Judith Brown, his caregiver, brought in by his daughter Phoebe, married Lewis in 2012. Vice describes her as “his former sister-in-law, who was also something like a second-cousin-in-law, his ex-wife’s former sister-in-law, and his ex-brother-in-law’s ex-wife. (Got that?) She was with him to the end.
There are stories that he was a terrible husband who beat all his wives. It’s been suggested that he was a high-functioning sociopath. He once rammed his car into the gates of Graceland demanding to see Elvis. He also once shot his bass player in the chest. Lewis also ingested a lot of drugs and alcohol.
Four children remain: Sons Ronnie (a son he once refused to acknowledge as his), Jerry Lee Lewis III, and daughters Phoebe and Lori Leigh (whom he also refused to acknowledge as his).
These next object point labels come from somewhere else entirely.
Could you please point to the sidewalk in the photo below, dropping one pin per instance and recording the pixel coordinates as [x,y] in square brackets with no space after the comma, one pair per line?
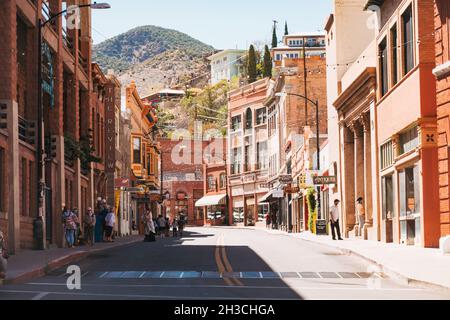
[29,264]
[411,265]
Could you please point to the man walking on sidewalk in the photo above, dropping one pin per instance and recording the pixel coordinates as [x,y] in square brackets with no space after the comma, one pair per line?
[334,217]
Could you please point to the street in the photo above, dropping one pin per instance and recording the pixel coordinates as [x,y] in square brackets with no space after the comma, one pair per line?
[221,264]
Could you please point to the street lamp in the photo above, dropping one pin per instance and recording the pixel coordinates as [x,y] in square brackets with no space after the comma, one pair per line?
[40,143]
[316,104]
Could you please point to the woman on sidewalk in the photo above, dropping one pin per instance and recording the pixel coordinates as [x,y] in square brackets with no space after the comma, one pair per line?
[3,257]
[89,227]
[110,222]
[149,227]
[70,225]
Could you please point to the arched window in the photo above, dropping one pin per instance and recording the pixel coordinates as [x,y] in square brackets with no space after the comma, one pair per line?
[248,119]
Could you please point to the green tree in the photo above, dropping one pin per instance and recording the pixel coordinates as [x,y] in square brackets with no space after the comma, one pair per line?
[274,38]
[252,65]
[267,71]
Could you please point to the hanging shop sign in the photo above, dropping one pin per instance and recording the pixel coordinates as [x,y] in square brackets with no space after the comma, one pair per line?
[325,180]
[48,74]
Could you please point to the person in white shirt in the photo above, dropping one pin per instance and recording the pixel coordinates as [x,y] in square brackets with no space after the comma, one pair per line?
[110,222]
[334,219]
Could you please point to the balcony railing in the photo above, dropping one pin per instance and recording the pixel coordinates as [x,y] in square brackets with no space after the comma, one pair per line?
[27,131]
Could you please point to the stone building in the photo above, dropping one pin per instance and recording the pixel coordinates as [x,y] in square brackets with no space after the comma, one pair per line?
[68,120]
[247,150]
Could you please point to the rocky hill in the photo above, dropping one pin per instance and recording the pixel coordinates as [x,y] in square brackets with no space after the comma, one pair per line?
[154,57]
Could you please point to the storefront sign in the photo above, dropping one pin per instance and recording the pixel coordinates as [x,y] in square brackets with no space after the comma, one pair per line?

Lewis was also related to disgraced preacher Jimmy Swaggert (a cousin) and country star Mickey Gilley (another cousin).
The Killer was lost in the wilderness for many years after that third marriage but saw his public image slowly rehabilitated. He was an original inductee into the Rock and Roll Hall of Fame and was the subject of a 1989 biopic starring Dennis Quaid.
Lewis was one of rock’s great early showmen, playing the piano standing up (after kicking away the bench), and sometimes lighting the thing on fire. He also had long curls that fell into his face as he played which forced him to continuously shake his head. Historians of headbanging cite this as one of the first examples of this sort of thing. No, really.
Jerry Lee Lewis ranks up their with all the early greats: Elvis, Little Richard, Chuck Berry, Carl Perkins, Buddy Holly, Fats Domino. Of that number, he was the last to go.